The Martians have invaded, time to return the favor!

The Martians have invaded, time to return the favor!

Saturday, August 18, 2007

Andrew Lang


At the Intersection of Victorian Science and Fiction: Andrew Lang's "Romance of the First Radical"

JULIE SPARKS

EVER SINCE C. P Snow's famous Rede Lecture of 1959, wherein the scientist-novelist lamented the schism between the sciences and the humanities, the intellectual divergence and mutual hostility between the "two cultures" has been seen as not only inevitable, but also fated to increase. It is easy to overlook the fact that as recently as the last century the two realms were, if not quite united, at least closely intertwined. In his study of this interconnection, Science and Literature in the Nineteenth Century, J. A. V. Chapple points out that in the early part of the century, scientists considered themselves "natural philosophers" while many artists demonstrated a lively interest in the latest scientific discoveries.Coleridge,
for example, took an active part in the third meeting of the British Association for the Advancement of Science, which may have also attracted the young Tennyson.

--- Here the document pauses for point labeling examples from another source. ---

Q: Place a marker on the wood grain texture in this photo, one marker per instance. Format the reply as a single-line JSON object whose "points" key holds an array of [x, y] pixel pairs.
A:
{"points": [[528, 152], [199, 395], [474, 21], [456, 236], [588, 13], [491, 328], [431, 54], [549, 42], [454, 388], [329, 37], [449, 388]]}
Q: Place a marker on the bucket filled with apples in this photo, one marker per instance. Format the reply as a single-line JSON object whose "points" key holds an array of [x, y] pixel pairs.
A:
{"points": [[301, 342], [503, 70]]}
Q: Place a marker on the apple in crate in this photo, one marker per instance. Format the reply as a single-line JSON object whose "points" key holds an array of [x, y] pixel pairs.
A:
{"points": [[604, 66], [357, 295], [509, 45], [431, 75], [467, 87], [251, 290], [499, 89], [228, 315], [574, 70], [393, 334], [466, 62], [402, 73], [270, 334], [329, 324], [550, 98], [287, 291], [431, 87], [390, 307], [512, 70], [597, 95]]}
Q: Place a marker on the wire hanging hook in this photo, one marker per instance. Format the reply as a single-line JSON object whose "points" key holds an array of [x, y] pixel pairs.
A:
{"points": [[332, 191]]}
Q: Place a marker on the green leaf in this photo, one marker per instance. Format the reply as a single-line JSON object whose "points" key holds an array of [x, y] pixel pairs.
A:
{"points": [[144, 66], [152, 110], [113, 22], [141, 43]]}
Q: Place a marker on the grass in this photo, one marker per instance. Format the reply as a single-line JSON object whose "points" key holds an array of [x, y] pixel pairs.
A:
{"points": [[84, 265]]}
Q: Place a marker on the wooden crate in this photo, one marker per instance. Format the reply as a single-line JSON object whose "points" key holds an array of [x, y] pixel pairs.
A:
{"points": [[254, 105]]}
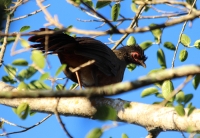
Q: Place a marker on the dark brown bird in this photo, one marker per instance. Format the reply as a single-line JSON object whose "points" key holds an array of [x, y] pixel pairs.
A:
{"points": [[109, 64]]}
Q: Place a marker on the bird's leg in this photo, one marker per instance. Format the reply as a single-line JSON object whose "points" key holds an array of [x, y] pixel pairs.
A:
{"points": [[78, 78]]}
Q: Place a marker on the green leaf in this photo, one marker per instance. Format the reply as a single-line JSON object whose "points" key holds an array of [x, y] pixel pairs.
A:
{"points": [[131, 41], [149, 91], [23, 110], [89, 2], [106, 113], [188, 97], [185, 40], [101, 4], [27, 73], [191, 110], [32, 113], [161, 58], [167, 88], [73, 86], [33, 85], [61, 68], [180, 96], [115, 11], [127, 105], [159, 95], [183, 55], [196, 81], [95, 133], [189, 105], [1, 124], [22, 86], [134, 7], [169, 46], [131, 67], [124, 135], [197, 44], [20, 62], [8, 79], [159, 84], [24, 28], [145, 45], [157, 33], [169, 104], [24, 43], [44, 76], [38, 58], [180, 110], [10, 70], [9, 40], [60, 87]]}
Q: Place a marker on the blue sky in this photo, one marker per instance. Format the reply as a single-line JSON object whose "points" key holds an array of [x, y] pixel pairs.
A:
{"points": [[68, 15]]}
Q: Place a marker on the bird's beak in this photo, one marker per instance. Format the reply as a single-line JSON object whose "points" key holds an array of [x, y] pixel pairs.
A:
{"points": [[142, 63]]}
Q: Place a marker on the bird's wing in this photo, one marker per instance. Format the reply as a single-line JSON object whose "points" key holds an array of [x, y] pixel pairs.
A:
{"points": [[104, 57]]}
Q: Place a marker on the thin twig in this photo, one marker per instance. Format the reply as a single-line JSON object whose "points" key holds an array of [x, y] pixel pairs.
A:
{"points": [[179, 39], [28, 128], [180, 87], [60, 120], [133, 23], [49, 18]]}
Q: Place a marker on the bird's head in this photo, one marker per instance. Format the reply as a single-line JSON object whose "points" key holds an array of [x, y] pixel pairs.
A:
{"points": [[134, 54]]}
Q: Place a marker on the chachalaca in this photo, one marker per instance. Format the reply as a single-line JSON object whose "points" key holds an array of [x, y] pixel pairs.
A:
{"points": [[109, 64]]}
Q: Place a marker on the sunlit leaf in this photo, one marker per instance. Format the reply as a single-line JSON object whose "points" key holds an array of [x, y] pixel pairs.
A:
{"points": [[196, 81], [169, 46], [183, 55], [10, 70], [8, 79], [145, 45], [22, 86], [61, 68], [191, 109], [161, 58], [124, 135], [157, 33], [167, 88], [115, 11], [185, 40], [60, 87], [24, 43], [44, 76], [20, 62], [149, 91], [188, 97], [131, 41], [95, 133], [134, 7], [73, 86], [24, 28], [101, 4], [180, 110], [180, 96], [197, 44]]}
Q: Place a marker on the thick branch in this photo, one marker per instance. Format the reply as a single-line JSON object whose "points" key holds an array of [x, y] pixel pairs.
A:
{"points": [[164, 118], [112, 89]]}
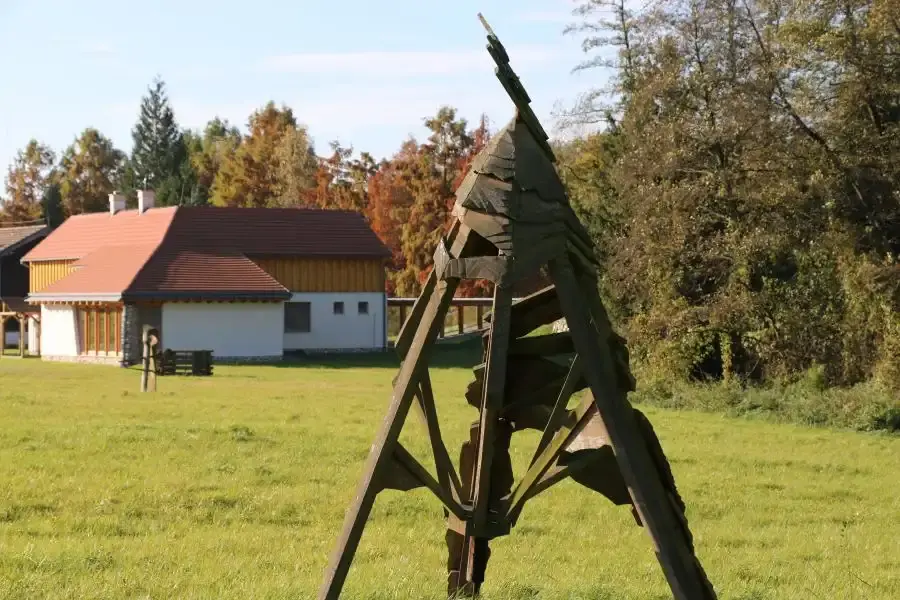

Furthermore, the extremely prolific and popular periodicals of the day, including Macmillan's Magazine, Household Words, the Fortnightly Review, Cornhill Magazine, and the Nineteenth Century, published both serious scientific articles and works of literature and criticism. Often these journals provided the original forum for the writings of scientific luminaries. The generally educated reader "could turn from J. W. Croker's merciless assault on Poems by Alfred Tennyson in the April 1833 number of the Quarterly Review to Whewell's urbane assessment of Mary Somerville's Connexion ('her profound mathematical work on the "Mechanism of the Heavens" has already been treated of in this Journal'), without any feeling that, tone apart, they were moving to a different kind of discourse." In many respects they were not.